ベイリーはダンデライオンの指示で店内に残ることになり、仕方なく絵画の鳥を数える作業に戻る。
鳥が全部で十七羽いることを三回数えると、ベイリーは立ち上がった。
「秘密って、俺にも言えないのかよ」
唇を尖らせ、不満をポソリと呟きながら、ベイリーはカウンターの中に入り棚に残された品を物色し始める。
大家が管理する物件の一つだというバーには、砂漠で流通している銘柄の酒ばかりが並ぶが、中には沿岸部でしか入手できないはずの銘酒もひっそりと隠されていた。酔うと油断を生むからと酒を嗜まないベイリーだが、イチカワが酒好きだったため酒の種類や銘柄にはそれなりの理解があった。
「大家さんのキープボトルか」
丸みを帯びた瓶には、大家の名前が彫られた金属プレートが掛けられている。

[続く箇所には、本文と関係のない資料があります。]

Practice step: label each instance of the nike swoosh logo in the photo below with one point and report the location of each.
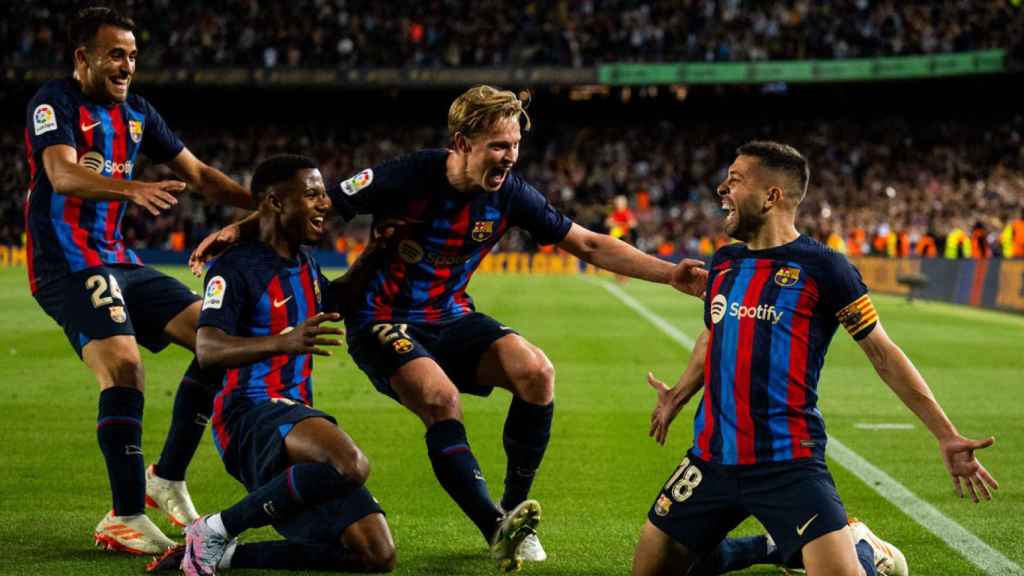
(802, 529)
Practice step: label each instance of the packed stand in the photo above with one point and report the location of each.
(884, 188)
(484, 33)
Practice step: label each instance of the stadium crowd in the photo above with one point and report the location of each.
(889, 187)
(459, 33)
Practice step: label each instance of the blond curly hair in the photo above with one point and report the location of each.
(479, 108)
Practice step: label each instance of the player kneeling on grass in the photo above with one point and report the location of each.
(773, 302)
(262, 320)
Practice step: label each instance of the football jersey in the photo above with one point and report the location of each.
(253, 291)
(771, 315)
(448, 235)
(67, 234)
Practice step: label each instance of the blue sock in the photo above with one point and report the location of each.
(298, 488)
(119, 429)
(527, 429)
(733, 554)
(193, 407)
(457, 469)
(866, 557)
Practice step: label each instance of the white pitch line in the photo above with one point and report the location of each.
(976, 551)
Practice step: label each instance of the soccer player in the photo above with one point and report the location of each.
(262, 320)
(773, 303)
(82, 136)
(416, 333)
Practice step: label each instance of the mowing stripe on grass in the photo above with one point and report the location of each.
(955, 536)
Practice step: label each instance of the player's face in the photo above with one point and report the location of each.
(109, 65)
(741, 195)
(305, 206)
(493, 154)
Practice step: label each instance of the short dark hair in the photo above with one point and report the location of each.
(278, 169)
(784, 158)
(83, 27)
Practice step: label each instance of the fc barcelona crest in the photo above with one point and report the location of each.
(135, 130)
(482, 230)
(787, 276)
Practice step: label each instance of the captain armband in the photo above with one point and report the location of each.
(859, 317)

棚の奥から酒瓶を取り出し光にかざせば、高い位置で酒の影が揺れ、中身がほとんど減っていないのが分かる。
「もう大家さんも街を出るだろうし」
ベイリーはそう弁明し、高そうな酒をいくつか取り出すと麻袋の中に押し込んだ。酒が収まっていた場所には土を纏った状態のクリスタルスピカを置いておく。
一通り店内を見て回ったあとは、もともと座っていた席に戻り、天井を見つめながら二人の帰りを待つ。

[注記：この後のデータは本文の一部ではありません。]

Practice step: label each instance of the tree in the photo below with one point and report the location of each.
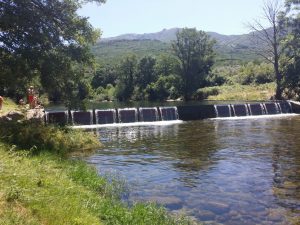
(166, 64)
(194, 50)
(291, 68)
(44, 40)
(270, 36)
(125, 83)
(146, 72)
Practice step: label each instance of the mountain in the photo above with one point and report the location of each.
(228, 47)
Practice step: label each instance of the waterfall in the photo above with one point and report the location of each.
(223, 110)
(59, 117)
(105, 116)
(82, 117)
(240, 110)
(168, 113)
(285, 107)
(256, 109)
(148, 114)
(271, 108)
(127, 115)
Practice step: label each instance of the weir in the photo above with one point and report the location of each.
(82, 117)
(223, 110)
(58, 117)
(155, 115)
(240, 110)
(105, 116)
(127, 115)
(168, 113)
(148, 114)
(254, 109)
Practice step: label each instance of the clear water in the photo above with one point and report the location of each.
(217, 171)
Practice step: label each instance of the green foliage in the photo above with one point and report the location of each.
(204, 93)
(46, 189)
(36, 137)
(105, 74)
(253, 92)
(113, 52)
(127, 73)
(194, 50)
(145, 72)
(45, 40)
(166, 87)
(291, 60)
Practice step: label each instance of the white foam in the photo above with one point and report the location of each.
(136, 124)
(256, 117)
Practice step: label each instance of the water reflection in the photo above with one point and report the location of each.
(228, 172)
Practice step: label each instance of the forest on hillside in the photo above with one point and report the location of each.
(59, 53)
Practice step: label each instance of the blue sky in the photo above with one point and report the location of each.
(117, 17)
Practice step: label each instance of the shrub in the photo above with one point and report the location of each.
(36, 137)
(203, 93)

ダンデライオンの秘密がいったい何なのかをぼんやり考えていると、扉の外からダンデライオンの声が響いた。
「戻ったぞ。一人にしてごめんな」
ダンデライオンに続いて入ってきた大家は、席に座っているベイリーに破顔すると、扉を押さえて外へ出るように促した。
荷物を担ごうとするベイリーに代わって足元の麻袋を手にしたダンデライオンは、覚えのない重みに一瞬目を見張るが、すぐに何事もなかったかのように紐を肩に引っ掛けると、ベイリーと一緒に店を出た。
「君の誠意には驚かされたよ」
「それはよかった」
満面の笑みを浮かべたまま、大家はダンデライオンと固い握手を交わし、続いてベイリーとも握手する。
「短い期間ではあったが、君も部屋を貸すに相応しい人だったよ」
「ありがとうございます」
「もう街を発つのかい?」
「はい。スグルロイヤルに向かおうかと」
ベイリーが口にした地名に、大家は眉尻を下げる。
「スグルロイヤル? 随分と遠いじゃないか」
「あそこは湖があって水源が安定していますから。もう、転々とするのは懲り懲りなので」
「そうか。残念ながら、あそこには物件を所有していなくてね」
残念そうな大家に、ベイリーは再度感謝の意を表し別れを告げた。
そしてダンデライオンを連れ、街の北の関所に向かった。
一口解説:魔女
国では魔女が誕生したら申請することが義務付けられている。
申請漏れのないよう国の要所には魔力探知の魔術が施され、魔女の行動は監視されているが、
国の目を盗んで活動する魔女は少なくない。